Foto: CNA/Divulgação

Uma Medida Provisória (MP) editada pelo presidente Jair Bolsonaro nesta quinta-feira (23) zera impostos sobre importação de milho até 31 de dezembro de 2021. Por ser uma MP, a nova regra já está valendo e tem projeção de impacto de R$ 66,4 milhões.

De acordo com a Presidência, a medida é necessária para aumentar a importação do grão devido à escassez no mercado interno, "em razão de problemas climáticos, atrasos na colheita de verão e na semeadura da segunda safra e, ainda, pelos baixos níveis de estoque". A MP zera a incidência de PIS e de Cofins. 

O milho é insumo agrícola importante, especialmente na agroindústria, em setores como a avicultura e a suinocultura.

A perda nessa arrecadação será compensada com o aumento do Imposto sobre Operações Financeiras (IOF), promovido pelo governo na semana passada e que entrou em vigor na segunda-feira (20).

Para as pessoas físicas a alíquota passa de 3% ao ano (diária de 0,0082%) para 4,08% ao ano (diária de 0,01118%). Já para as pessoas jurídicas, a alíquota anual passa de 1,5% (atual alíquota diária de 0,0041%) para 2,04% (diária de 0,00559%). O ajuste vale até 31 de dezembro.

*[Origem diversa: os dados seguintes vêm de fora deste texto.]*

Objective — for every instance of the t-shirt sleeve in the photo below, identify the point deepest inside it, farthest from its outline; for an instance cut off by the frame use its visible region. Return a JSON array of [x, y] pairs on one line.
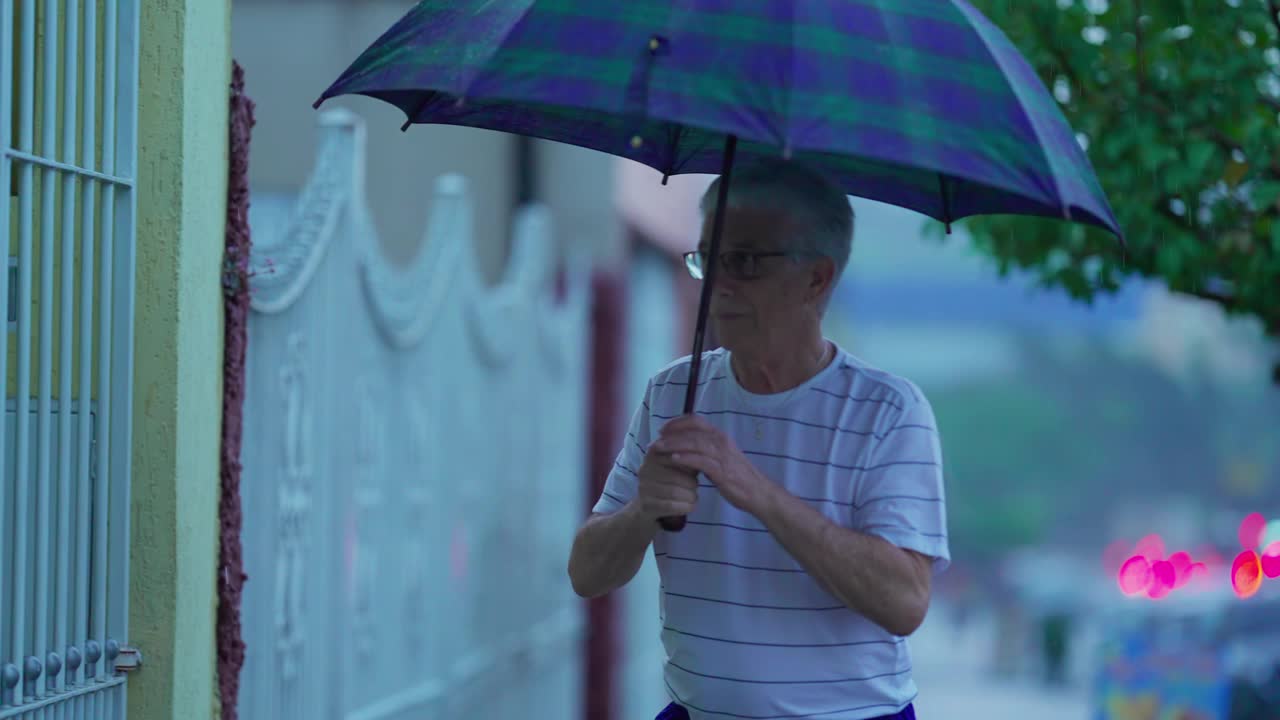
[[900, 495], [620, 487]]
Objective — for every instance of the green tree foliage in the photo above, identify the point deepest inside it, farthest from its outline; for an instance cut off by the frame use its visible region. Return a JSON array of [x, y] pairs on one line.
[[1178, 103]]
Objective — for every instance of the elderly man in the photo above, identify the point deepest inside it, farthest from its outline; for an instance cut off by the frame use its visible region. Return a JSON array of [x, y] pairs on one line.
[[812, 482]]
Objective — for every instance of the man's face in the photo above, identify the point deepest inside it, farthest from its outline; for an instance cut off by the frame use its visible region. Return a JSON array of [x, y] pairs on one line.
[[760, 308]]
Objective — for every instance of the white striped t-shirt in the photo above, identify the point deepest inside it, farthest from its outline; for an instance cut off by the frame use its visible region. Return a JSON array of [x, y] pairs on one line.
[[748, 632]]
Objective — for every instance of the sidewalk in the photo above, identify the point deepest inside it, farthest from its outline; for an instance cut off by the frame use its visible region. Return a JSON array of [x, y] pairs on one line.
[[951, 670]]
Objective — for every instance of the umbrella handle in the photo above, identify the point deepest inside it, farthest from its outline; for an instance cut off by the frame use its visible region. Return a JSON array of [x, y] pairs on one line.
[[676, 523]]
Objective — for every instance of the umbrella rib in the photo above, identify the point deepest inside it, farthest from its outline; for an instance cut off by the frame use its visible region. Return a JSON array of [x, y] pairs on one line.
[[946, 200]]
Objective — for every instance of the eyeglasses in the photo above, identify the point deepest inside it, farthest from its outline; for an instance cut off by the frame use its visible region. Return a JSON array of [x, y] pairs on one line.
[[740, 264]]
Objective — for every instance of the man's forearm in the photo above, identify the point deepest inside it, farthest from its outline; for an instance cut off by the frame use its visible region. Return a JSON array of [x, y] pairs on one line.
[[608, 551], [868, 574]]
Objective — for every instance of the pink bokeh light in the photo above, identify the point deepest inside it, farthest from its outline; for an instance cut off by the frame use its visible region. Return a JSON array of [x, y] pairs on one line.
[[1251, 531], [1134, 575], [1271, 560]]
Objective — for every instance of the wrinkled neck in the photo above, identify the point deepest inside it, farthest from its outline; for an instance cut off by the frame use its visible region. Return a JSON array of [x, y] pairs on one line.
[[781, 368]]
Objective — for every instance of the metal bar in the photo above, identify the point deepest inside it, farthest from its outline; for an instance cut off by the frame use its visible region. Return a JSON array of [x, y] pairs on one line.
[[45, 360], [88, 693], [7, 500], [88, 144], [101, 486], [49, 163], [122, 294], [22, 450], [67, 304]]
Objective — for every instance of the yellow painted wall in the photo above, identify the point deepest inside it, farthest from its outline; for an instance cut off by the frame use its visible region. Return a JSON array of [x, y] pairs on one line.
[[182, 190]]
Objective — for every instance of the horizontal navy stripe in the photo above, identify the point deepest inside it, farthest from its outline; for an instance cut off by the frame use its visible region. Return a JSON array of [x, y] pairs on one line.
[[886, 527], [908, 427], [640, 447], [883, 497], [677, 698], [728, 525], [754, 606], [882, 465], [685, 382], [831, 501], [837, 465], [670, 664], [842, 396], [878, 381], [794, 420], [899, 641], [735, 564], [841, 502]]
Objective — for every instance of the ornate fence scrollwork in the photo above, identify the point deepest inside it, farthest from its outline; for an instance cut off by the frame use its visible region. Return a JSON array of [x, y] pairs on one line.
[[415, 524]]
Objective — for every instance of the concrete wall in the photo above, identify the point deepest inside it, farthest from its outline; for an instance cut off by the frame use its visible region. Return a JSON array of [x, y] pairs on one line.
[[182, 190]]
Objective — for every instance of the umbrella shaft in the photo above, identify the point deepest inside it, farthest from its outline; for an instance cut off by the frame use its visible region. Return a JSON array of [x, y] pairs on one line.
[[695, 360], [709, 268]]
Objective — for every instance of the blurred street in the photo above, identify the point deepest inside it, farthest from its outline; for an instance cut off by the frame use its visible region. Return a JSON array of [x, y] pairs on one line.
[[956, 680]]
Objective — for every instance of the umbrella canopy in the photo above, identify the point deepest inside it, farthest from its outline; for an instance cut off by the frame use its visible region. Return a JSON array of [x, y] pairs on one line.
[[923, 104], [917, 103]]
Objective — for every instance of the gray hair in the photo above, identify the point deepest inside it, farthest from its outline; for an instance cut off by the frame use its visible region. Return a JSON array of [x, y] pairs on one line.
[[818, 208]]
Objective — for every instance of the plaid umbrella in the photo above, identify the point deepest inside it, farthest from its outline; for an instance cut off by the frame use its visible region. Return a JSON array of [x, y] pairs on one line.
[[923, 104]]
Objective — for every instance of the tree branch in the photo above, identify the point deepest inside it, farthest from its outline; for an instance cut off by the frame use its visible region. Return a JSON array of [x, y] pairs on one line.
[[1275, 16]]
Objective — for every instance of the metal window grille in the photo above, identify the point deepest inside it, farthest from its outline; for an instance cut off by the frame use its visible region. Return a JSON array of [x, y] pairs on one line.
[[68, 128]]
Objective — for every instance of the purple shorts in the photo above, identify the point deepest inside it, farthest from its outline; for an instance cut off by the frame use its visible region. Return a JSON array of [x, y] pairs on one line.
[[675, 711]]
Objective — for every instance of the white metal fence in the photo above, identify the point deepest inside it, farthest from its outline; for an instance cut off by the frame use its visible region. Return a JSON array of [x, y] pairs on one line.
[[414, 452], [68, 98]]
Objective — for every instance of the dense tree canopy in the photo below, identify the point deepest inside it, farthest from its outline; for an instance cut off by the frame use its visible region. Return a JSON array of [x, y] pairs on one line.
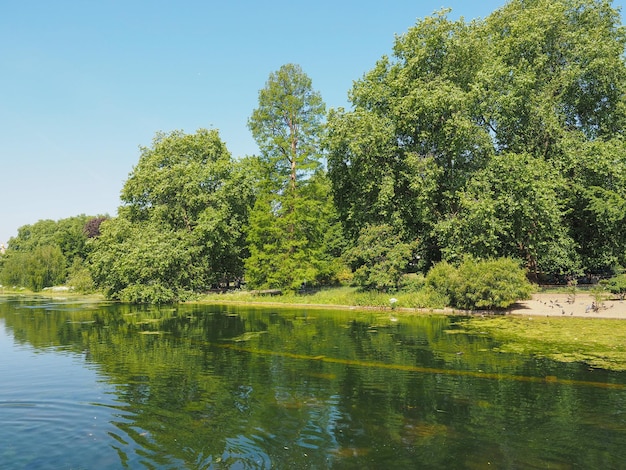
[[181, 228], [43, 254], [500, 137], [497, 138], [293, 214]]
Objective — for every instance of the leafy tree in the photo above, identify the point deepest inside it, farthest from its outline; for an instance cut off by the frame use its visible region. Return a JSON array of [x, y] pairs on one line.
[[512, 208], [92, 227], [293, 214], [380, 258], [44, 266], [480, 284], [180, 229], [42, 253], [468, 125], [287, 126]]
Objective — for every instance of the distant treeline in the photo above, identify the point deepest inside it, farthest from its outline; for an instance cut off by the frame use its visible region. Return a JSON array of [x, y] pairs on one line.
[[501, 138]]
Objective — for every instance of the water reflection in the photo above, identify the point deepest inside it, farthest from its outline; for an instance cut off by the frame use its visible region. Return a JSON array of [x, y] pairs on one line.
[[221, 387]]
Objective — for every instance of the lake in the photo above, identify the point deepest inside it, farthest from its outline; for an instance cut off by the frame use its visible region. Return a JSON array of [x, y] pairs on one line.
[[97, 385]]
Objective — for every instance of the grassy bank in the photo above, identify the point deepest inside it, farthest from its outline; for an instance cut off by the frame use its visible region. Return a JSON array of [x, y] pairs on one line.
[[340, 296], [598, 342]]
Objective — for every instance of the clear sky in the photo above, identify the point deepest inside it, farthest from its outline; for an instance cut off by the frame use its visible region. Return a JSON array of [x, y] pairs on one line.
[[84, 83]]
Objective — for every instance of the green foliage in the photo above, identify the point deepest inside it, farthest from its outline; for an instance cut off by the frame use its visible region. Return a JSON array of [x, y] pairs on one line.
[[287, 126], [44, 266], [293, 235], [617, 285], [380, 258], [512, 208], [497, 138], [181, 229], [489, 284], [42, 253], [292, 244], [79, 278]]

Os valores arrecadados com as novas alíquotas do IOF também serão utilizados para custear o Auxílio Brasil, programa social que deve substituir o Bolsa Família, e o aumento do valor da cota de importação pelo Conselho Nacional de Desenvolvimento Científico e Tecnológico (CNPq).

Os gastos com o novo programa acarretarão, neste ano, um acréscimo de R$ 1,62 bilhão na despesa obrigatória de caráter continuado. No caso do CNPq, a renúncia fiscal do governo chega a R$ 236,49 milhões.